By Lon Wagner,
With COVID-19, what we know can be frightening: more than 180,000 deaths in the United States as of late June stretched demand on healthcare workers and supplies, and development of a vaccine is at least months or years away.
To Lauren Childs, assistant professor of mathematics, it’s what we don’t know that makes it difficult for communities to prevent the spread of the coronavirus. One big unknown is that evidence indicates that people who do not have symptoms can transmit the virus.
“If symptoms are associated with transmission, one can avoid anyone with symptoms and be nearly risk-free,” Childs said. “If symptoms are not a good way to identify who is transmitting, then testing becomes much more important.”
Childs realized that communities would need more information about who was being tested, who was not, and how many could be carriers of the virus — if we are to contain the pandemic. The National Science Foundation (NSF) awarded Childs with a $180,000 Rapid Response Research (RAPID) grant to try to fill in the gaps.
“A key aspect of all the interventions we are using — whether it’s contact tracing, quarantine, travel restrictions, or social distancing — is knowing who is infected,” Childs said, “and that’s something that can only be determined by testing.”
Childs, the Cliff and Agnes Lilly Faculty Fellow, has extensive experience building computational models to analyze infectious disease, and will work with mathematics doctoral student Melody Walker to develop, analyze, and simulate the COVID-19 models. Initially, they will work with a publicly available dataset from Iceland, which is updated daily.

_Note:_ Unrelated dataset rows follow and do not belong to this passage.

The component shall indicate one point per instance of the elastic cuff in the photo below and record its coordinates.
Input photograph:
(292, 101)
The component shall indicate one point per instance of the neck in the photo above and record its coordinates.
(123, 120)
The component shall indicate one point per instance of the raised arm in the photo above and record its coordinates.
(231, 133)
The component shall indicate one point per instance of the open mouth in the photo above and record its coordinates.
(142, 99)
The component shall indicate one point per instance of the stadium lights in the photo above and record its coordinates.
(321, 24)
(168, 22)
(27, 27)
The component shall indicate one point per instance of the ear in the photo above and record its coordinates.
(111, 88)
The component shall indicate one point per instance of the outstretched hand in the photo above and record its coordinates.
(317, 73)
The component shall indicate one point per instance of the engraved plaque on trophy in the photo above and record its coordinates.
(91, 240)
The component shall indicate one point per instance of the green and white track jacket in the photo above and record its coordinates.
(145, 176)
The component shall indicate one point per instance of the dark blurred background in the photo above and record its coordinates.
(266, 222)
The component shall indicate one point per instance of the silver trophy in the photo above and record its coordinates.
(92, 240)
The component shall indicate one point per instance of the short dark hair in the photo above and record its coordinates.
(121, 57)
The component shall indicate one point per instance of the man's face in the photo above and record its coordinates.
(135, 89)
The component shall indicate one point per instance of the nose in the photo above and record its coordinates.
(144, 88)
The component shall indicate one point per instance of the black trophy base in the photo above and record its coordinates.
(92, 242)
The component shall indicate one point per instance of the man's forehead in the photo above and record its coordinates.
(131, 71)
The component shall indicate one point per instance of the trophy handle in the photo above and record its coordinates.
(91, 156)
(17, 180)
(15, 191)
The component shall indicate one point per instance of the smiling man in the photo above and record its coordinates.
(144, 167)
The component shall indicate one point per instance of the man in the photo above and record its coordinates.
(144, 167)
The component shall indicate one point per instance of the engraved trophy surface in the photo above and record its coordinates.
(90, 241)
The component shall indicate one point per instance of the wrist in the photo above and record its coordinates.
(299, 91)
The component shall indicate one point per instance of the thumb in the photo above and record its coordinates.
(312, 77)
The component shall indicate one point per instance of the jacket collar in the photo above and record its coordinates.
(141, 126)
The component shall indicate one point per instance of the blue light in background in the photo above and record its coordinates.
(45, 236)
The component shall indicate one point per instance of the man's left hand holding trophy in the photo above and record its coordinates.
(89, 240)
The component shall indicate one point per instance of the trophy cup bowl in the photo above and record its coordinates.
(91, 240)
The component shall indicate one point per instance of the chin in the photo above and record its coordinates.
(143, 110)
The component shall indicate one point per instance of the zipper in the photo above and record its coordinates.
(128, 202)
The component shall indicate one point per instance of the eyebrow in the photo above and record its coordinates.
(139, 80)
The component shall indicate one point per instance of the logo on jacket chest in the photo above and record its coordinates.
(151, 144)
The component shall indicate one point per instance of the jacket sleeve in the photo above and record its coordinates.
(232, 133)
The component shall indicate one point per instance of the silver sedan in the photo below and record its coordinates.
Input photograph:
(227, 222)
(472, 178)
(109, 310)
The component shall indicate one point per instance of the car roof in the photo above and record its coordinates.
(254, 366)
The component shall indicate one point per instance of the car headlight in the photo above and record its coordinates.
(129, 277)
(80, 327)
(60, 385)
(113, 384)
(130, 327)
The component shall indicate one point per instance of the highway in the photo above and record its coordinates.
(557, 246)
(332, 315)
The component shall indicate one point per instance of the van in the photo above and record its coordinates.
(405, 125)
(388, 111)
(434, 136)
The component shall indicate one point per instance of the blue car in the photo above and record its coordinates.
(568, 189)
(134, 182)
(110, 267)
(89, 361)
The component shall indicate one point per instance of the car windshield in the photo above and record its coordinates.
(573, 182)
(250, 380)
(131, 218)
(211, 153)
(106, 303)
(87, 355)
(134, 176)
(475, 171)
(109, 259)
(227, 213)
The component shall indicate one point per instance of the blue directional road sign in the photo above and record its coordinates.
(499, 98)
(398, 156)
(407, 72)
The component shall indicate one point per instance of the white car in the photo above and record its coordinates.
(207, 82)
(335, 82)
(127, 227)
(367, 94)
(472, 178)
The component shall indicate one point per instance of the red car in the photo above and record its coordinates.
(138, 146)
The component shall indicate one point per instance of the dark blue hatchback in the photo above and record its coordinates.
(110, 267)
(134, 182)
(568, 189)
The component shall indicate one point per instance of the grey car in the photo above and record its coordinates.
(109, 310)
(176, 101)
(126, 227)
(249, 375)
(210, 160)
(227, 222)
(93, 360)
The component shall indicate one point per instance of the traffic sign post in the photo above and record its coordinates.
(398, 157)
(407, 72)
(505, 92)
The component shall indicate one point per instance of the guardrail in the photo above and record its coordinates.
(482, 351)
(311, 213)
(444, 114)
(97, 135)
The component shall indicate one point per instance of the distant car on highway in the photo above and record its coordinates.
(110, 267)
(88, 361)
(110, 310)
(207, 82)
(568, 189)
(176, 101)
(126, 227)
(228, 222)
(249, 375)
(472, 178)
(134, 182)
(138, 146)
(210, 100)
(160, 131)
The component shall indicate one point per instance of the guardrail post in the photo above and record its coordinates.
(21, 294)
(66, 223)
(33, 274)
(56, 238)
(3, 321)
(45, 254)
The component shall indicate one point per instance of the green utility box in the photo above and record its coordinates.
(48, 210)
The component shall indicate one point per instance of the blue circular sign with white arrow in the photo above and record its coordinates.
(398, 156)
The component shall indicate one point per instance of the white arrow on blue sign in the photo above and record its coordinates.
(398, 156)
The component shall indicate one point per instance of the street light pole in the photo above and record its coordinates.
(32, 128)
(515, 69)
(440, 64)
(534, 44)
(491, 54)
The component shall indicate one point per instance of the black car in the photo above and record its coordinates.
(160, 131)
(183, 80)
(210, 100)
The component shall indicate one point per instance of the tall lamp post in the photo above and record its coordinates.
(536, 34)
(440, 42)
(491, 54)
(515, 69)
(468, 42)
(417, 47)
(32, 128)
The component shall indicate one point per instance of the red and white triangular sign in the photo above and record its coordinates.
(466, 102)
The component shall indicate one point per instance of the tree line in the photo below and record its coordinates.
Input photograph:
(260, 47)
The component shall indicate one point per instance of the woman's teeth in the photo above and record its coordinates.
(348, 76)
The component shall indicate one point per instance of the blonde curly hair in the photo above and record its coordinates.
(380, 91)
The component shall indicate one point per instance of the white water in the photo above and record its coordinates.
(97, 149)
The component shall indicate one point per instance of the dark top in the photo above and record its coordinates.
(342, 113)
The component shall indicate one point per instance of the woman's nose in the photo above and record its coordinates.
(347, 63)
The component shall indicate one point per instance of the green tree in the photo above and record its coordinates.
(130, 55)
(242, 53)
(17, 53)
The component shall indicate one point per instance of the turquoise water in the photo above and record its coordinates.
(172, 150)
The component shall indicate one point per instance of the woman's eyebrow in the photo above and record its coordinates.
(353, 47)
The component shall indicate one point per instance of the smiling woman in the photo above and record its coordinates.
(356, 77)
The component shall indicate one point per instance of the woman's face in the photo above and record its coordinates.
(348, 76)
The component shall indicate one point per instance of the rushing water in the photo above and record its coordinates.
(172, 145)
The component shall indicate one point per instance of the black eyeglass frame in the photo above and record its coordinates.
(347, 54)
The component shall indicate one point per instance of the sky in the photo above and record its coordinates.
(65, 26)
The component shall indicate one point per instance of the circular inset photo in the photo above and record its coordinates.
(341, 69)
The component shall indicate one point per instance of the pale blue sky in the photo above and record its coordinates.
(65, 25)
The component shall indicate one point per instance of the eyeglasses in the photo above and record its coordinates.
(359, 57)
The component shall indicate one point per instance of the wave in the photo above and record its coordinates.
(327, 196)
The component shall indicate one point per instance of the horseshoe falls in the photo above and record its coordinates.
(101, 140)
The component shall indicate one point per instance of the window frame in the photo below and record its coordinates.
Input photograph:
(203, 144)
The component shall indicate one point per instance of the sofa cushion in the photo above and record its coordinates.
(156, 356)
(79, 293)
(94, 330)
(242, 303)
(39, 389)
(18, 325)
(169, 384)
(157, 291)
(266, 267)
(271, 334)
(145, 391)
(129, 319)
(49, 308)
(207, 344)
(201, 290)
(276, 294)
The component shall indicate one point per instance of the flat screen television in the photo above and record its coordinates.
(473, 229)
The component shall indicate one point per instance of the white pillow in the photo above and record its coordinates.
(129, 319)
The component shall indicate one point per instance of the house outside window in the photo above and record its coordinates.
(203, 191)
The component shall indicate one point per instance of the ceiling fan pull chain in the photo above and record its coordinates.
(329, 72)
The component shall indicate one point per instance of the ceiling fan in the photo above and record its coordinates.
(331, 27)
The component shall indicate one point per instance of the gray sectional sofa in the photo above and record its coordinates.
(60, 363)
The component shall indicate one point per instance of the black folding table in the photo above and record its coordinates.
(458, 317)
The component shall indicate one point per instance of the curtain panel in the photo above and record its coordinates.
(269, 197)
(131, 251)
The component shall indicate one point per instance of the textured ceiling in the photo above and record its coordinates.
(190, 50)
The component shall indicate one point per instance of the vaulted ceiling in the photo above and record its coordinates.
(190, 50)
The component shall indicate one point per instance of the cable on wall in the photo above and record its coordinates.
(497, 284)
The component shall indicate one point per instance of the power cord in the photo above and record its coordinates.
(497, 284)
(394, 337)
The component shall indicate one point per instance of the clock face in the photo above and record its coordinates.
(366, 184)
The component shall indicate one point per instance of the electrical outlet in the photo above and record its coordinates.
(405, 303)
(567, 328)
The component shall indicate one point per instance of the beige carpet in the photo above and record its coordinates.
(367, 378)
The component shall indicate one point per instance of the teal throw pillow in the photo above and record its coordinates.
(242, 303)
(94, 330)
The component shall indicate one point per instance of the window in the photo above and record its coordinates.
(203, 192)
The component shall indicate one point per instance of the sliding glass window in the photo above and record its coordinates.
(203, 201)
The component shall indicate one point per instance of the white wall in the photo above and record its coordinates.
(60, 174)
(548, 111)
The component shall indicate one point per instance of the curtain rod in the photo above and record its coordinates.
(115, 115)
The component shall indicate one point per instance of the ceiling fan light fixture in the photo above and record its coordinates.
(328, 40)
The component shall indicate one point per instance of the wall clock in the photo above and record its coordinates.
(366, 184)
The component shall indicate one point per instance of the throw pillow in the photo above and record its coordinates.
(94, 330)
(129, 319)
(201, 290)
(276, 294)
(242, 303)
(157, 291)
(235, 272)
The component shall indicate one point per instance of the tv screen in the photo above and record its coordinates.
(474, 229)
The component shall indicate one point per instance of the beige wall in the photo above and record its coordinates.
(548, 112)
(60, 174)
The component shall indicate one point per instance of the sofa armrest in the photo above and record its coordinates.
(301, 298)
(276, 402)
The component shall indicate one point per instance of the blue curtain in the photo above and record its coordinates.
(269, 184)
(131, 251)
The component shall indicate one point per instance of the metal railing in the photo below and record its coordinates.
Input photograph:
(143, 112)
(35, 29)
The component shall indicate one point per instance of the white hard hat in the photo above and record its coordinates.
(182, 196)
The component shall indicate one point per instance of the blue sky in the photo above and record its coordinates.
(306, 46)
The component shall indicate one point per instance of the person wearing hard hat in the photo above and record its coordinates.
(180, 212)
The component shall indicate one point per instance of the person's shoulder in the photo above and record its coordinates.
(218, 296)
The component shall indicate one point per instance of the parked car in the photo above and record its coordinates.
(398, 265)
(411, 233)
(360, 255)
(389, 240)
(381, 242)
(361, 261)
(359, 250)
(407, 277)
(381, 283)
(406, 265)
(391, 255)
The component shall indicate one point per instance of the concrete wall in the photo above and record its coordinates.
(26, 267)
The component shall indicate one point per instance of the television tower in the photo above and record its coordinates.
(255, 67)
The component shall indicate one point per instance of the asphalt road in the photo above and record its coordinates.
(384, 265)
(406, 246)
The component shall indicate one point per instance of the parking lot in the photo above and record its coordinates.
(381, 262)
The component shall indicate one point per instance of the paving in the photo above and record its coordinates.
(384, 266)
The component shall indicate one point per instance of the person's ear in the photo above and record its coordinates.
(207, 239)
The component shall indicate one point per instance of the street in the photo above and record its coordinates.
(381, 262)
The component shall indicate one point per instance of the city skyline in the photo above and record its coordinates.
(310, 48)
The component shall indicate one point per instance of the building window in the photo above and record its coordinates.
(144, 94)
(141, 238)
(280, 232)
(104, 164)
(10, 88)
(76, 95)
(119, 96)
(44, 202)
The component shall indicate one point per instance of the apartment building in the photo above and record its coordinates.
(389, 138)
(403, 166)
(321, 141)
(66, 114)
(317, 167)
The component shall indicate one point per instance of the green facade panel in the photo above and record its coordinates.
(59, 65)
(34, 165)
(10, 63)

Childs’ aim is to help countries, states, and other jurisdictions deter-mine the most effective ways to staunch the spread of the virus based upon their particular testing strategy and rate of testing. For instance, if a community is testing only individuals with symptoms, what actions should it take in terms of school closings, social distancing, and usage of masks? If it takes five days to get back test results, as opposed to one or two days, how should a community adapt its strategy?
With the Iceland data she will combine data from Johns Hopkins University, which includes which includes sources such as the World Health Organization and Centers for Disease Control.
A new source of information about who may be infected with the COVID-19 virus without knowing it has recently emerged: people undergoing medical procedures that were previously determined to be “non-essential” and postponed.
“Now that non-essential medical procedures are being rescheduled, and in most cases a COVID test is required beforehand,” Childs said, “we are seeing more positive results from asymptomatic people.”
One end result of the NSF RAPID grant will be to create a publicly accessible dashboard where you can piece together the types of testing, sensitivity and specificity, results, turnaround time, and other factors. One region may have tests that are 99 percent accurate, yet take five days for results. Another may have a test that is 80 percent accurate, but gets results in 15 minutes. How should their mitigation strategies differ? A health district could look at Childs’ model and “use that to make informed decisions.”